Saturday, November 17, 2012

going caveman

i’ve been adhering to the “paleo diet” since the beginning of november.

to eat more like my caveman ancestors, i’ve cut grains and potatoes and legumes and beans and peanuts and dairy from my diet.  i’ve quit eating the foods that were domesticated, farmed; that began appearing in the diets of humans only after the advent of farming.  this leaves meats, eggs, vegetables, fruit, nuts, and seeds.  the idea is to concentrate on a high protein, fatty diet and to consume carbohydrates in low levels in fruits and vegetables.

this strategy makes some sense to me for losing fat and gaining muscle.  furthermore the diet prohibits the intake of foods to which large numbers of humans have historically been allergic or intolerant, specifically wheat (gluten) and dairy.  i know personally i have problems drinking milk and it will interesting to see how giving up dairy (which i love) and wheat (i live on bread and cheese) will affect my body.  i know those with a gluten intolerance can see significant changes to their health and body after removing gluten from their diets.

what i like and find simultaneously ridiculous about the adherents of this “paleo diet” is the fluidity of the practice.  some practitioners add dairy back into their diets, or rice, or certain grain substitutes.  they analyze nutrient levels to absurd degrees, research to which cavemen would not have had access.  they romanticize our paleolithic ancestors as healthier, taller, more muscular - all attributed to their diets.  they praise unprocessed, organic food, then expound upon the use of powdered protein shakes for exercise, for bulking up, for building muscle.  i am writing they, but really i mean something of the opposite.  as a group they all eat a paleo diet, but each member of this community has adapted this general diet to his or her own needs or desires.  this exemplifies for me the flexibility of the human diet, the range of pleasure and satisfaction that can be derived from eating.  from a basic human diet, in this case referred to as a the paleo diet, humans have and can start at a basic nutritional point which can then be added to and modified to explore and enjoy a range of tastes.
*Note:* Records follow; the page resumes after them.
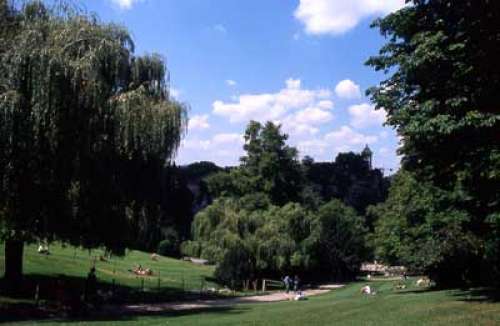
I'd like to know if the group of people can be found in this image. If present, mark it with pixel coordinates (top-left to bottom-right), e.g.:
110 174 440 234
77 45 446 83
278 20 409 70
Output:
283 275 300 293
132 264 153 276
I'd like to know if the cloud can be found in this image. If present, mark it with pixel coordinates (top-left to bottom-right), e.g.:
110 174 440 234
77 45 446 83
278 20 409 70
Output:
213 78 333 123
212 133 244 145
348 103 386 129
188 114 210 131
177 133 244 166
170 87 182 99
294 0 405 35
325 126 378 145
335 79 361 99
226 79 238 87
213 24 227 34
297 126 378 159
213 78 334 141
111 0 144 10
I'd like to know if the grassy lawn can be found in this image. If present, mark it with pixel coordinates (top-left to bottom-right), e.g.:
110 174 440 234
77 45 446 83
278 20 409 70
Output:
0 245 500 326
0 244 215 291
1 282 500 326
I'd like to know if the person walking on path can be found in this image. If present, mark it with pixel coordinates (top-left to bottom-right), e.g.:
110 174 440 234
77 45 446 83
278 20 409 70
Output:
293 275 300 293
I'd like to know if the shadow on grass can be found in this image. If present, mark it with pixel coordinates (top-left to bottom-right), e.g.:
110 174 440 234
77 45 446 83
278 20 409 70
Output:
0 274 242 323
396 287 500 303
0 306 245 325
453 288 500 303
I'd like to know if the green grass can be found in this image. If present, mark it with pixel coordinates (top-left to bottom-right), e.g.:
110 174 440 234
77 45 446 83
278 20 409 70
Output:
4 282 500 326
0 245 500 326
0 244 215 291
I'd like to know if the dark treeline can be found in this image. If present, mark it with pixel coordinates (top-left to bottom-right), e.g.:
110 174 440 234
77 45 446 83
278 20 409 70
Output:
178 122 389 286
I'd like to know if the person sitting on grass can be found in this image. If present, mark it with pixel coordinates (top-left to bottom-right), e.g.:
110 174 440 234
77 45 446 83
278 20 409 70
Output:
360 285 375 295
293 275 300 293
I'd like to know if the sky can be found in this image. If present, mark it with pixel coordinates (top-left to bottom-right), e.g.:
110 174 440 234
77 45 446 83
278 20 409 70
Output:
84 0 404 173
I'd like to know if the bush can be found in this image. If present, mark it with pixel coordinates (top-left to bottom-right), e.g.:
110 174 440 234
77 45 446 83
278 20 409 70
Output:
215 245 254 289
181 240 201 257
156 229 179 257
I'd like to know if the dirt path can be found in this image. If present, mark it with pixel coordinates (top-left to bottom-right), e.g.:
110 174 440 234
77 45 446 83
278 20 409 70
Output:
101 284 344 314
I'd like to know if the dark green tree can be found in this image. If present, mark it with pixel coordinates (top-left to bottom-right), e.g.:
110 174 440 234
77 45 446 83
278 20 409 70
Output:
367 0 500 281
307 199 367 281
239 121 303 205
369 171 481 286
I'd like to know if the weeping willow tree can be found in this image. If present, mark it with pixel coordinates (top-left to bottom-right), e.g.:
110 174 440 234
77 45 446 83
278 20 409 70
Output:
0 0 187 280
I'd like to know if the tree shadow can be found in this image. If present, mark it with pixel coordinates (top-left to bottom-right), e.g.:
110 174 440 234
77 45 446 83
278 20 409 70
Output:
453 288 500 303
0 274 244 323
0 306 242 324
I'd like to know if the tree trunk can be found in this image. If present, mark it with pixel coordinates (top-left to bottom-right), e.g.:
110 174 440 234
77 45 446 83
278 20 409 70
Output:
4 240 24 287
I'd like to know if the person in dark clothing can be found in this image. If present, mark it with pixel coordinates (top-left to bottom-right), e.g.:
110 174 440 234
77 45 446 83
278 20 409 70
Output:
283 275 292 293
293 275 300 293
84 267 97 302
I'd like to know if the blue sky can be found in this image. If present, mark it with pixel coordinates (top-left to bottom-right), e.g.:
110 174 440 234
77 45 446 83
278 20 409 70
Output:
85 0 404 172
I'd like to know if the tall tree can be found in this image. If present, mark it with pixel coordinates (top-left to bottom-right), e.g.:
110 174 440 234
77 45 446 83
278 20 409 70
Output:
367 0 500 284
0 0 186 280
241 121 303 205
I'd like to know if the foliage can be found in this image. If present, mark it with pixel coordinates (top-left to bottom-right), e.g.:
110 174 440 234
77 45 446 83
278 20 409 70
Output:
308 200 367 281
214 244 255 288
368 0 500 281
156 228 180 257
0 1 186 280
370 171 480 285
207 121 303 205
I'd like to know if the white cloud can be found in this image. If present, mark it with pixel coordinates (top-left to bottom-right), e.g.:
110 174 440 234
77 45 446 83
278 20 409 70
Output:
213 79 333 123
213 78 333 141
212 133 244 145
294 0 405 35
188 114 210 131
325 126 378 146
177 133 244 166
226 79 238 87
111 0 144 9
297 126 378 159
335 79 361 99
213 24 227 34
170 87 182 99
348 103 386 128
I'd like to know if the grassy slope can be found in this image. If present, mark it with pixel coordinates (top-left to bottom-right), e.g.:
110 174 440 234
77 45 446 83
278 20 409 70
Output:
7 282 500 326
0 246 500 326
0 244 213 290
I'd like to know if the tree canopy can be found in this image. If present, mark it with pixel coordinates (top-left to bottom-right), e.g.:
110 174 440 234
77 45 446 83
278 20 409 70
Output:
367 0 500 281
0 0 187 280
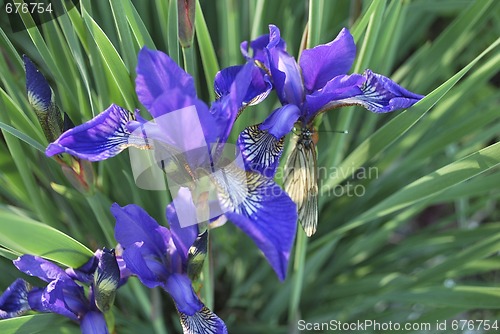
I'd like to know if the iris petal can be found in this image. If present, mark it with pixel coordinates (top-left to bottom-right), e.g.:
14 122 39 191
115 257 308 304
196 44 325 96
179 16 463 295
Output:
111 203 171 257
45 104 148 161
269 49 304 106
166 274 227 334
240 24 286 68
135 47 196 117
237 125 284 177
259 104 301 139
179 306 227 334
214 165 297 280
305 74 366 117
123 242 161 288
13 255 71 282
80 312 109 334
214 65 273 105
166 188 198 263
306 70 423 113
42 280 83 321
300 28 356 92
165 274 203 315
0 278 31 319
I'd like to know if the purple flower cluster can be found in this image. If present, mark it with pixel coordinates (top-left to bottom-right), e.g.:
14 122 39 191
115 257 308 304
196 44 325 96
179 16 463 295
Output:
0 25 422 333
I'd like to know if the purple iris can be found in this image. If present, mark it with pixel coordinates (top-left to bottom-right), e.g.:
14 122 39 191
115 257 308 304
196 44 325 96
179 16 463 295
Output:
111 203 227 334
46 48 297 279
0 249 120 334
216 25 423 174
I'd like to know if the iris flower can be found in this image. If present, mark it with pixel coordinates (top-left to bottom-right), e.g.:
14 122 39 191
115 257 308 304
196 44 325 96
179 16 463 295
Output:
111 203 227 334
46 48 297 279
0 250 120 334
215 25 423 236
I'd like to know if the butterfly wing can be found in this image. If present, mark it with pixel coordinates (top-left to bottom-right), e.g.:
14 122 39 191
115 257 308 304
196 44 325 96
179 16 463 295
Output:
284 137 318 237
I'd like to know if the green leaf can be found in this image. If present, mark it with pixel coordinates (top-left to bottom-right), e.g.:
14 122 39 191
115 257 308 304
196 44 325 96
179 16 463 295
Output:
0 313 70 334
0 211 93 268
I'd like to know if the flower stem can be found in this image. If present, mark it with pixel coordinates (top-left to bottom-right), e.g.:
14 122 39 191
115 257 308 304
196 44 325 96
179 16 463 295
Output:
288 224 307 328
203 233 214 310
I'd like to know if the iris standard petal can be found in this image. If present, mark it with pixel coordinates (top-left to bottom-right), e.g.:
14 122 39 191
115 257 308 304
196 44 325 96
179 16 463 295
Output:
12 255 71 282
210 63 255 147
214 165 297 280
135 47 196 117
0 278 31 319
299 28 356 92
80 312 109 334
45 104 148 161
23 55 52 112
240 24 286 68
166 188 198 264
269 43 304 106
259 104 301 139
214 65 273 105
111 203 170 257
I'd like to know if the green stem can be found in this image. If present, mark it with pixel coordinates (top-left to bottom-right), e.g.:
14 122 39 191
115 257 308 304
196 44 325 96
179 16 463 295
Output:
202 233 214 310
288 224 308 326
182 47 196 78
85 193 116 246
288 1 324 326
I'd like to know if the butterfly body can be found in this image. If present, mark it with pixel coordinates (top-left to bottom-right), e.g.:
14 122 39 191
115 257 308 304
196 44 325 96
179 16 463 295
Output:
284 127 318 237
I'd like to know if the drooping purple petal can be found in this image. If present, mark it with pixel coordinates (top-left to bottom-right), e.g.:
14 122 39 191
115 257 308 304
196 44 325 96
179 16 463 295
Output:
42 279 83 321
23 55 52 112
307 70 423 113
80 312 109 334
304 74 366 118
135 47 196 118
165 274 203 315
119 242 162 288
300 28 356 92
214 65 273 105
259 104 301 139
237 125 284 177
12 255 71 282
166 188 198 264
0 278 31 319
64 251 101 284
214 166 297 280
166 274 227 334
28 288 47 312
45 104 148 161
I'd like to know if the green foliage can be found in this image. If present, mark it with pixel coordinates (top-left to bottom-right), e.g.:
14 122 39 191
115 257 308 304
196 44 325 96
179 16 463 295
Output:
0 0 500 333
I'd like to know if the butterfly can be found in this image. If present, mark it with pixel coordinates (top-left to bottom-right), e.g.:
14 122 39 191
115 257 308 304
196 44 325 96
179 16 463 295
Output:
284 127 318 237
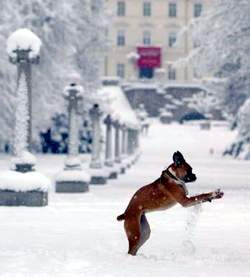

on the quotidian level i am discovering that this pared down, conscious diet may promote and sustain for me a better health.

here at almost three weeks following this diet i want to believe i already feel healthier.  i understand this may be psychosomatic.  i have lost some weight, though i believe the diet will help me build muscle (if i can get my workout routine together.)  i cannot say that i have more energy.  when i started the diet i felt constantly hungry, while my body craved bread and rice and potatoes, protesting the sudden lack of carbohydrates.  these foods had been staples in my diet previously.  but i have adjusted to the change.  i no longer feel constantly hungry, but i think i have been eating more frequently, finding myself hungry more frequently.

i have been cheating.  once a week i may take myself out to eat.  mostly because at the weekend i find my house foodless meaning i need to go to the grocery store.  and i’ll be honest, sometimes i get lazy.  too lazy to make myself dinner.  and i meant to keep myself mostly sober during november.  i have been drinking a lot less than i had been this summer, but i haven’t fallen completely off the wagon.  i’m still on the wagon.

and i’ll eat thanksgiving dinner.  all the fixin’s.  everything.  it’s a holiday and this diet is not a religion.  it’s more like an experiment.